Achievements and titles
- National finals: Norwegian champion 1965

Medal record
Men's orienteering
Representing Norway
World Championships
| Gold medal – first place | 1970 Friedrichroda | Relay |
| Bronze medal – third place | 1966 Fiskars | Relay |
| Bronze medal – third place | 1968 Linköping | Relay |

= Ola Skarholt =

Norwegian orienteer (1939–2017)

Ola Skarholt (30 November 1939 - 18 June 2017), was a Norwegian orienteering competitor. He became Relay World Champion in 1970 as a member of the Norwegian winning team, which also consisted of Stig Berge, Per Fosser and Åge Hadler.
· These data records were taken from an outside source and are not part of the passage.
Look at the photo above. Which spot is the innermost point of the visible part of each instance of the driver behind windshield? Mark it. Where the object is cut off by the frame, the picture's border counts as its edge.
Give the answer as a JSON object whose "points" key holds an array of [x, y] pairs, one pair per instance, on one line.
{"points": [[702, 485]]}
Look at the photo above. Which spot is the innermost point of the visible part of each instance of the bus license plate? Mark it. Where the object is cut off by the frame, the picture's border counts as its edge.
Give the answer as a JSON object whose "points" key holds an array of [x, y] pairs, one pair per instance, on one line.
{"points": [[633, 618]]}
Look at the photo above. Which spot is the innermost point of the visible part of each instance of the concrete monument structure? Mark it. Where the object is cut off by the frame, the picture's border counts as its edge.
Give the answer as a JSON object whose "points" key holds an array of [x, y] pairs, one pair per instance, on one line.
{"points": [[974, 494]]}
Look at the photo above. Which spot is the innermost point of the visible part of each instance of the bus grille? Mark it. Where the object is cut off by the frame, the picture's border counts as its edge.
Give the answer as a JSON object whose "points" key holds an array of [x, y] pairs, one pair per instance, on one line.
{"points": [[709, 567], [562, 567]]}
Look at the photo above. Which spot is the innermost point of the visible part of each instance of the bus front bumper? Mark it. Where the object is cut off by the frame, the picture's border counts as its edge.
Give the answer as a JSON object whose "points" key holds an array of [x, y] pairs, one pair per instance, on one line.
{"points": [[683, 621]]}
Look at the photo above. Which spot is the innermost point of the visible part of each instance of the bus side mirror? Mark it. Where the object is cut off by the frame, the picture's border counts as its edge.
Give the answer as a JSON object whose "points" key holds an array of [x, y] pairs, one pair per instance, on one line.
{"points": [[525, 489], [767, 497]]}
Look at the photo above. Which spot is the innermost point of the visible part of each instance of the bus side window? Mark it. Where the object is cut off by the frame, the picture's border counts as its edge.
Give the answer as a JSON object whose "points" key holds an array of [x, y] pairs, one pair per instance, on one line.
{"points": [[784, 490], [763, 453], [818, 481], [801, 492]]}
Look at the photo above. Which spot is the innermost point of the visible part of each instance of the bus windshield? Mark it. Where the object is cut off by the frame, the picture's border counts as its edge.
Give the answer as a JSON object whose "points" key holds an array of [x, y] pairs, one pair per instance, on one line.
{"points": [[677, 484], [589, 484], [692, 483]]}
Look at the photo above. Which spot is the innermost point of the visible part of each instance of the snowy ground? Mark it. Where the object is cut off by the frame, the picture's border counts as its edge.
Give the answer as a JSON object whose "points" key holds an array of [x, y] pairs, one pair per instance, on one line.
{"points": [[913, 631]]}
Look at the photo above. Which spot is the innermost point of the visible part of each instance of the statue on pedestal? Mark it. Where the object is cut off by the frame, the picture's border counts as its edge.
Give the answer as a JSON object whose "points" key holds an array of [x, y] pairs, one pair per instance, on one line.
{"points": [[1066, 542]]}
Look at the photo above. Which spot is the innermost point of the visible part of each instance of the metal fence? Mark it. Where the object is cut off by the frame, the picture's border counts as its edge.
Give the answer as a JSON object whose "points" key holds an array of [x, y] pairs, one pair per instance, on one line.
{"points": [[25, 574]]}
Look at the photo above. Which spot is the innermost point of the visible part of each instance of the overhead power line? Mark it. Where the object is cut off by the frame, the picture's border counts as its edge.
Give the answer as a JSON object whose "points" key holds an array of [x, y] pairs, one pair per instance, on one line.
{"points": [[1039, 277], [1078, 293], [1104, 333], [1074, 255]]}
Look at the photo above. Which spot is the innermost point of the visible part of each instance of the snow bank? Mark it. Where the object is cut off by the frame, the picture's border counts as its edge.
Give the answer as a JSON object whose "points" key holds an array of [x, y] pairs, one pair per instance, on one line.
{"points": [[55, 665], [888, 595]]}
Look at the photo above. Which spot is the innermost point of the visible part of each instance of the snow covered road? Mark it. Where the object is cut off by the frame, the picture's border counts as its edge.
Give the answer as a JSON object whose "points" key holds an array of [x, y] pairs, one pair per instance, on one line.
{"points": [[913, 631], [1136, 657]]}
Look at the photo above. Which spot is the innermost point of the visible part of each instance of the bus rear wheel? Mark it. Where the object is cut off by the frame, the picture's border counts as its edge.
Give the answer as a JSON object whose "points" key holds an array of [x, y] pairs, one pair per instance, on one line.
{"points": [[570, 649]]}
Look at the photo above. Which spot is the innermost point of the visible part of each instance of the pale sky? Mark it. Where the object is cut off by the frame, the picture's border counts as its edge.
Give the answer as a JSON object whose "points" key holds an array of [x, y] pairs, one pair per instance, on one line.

Skarholt placed fourth in the individual contest.

He also won bronze medals in the relay in the 1966 and 1968 World Orienteering Championships.

Skarholt represented the clubs SK Freidig and IL i BUL. His results at the Norwegian Orienteering Championships include an individual gold medal in 1965.

Skarholt was educated at the Norwegian Institute of Technology, and worked as engineer in the electric power industry. His last job before retirement was a fourteen-year stint as managing director of Lier Electricity Works. He died in Asker on 18 June 2017, 77 years old.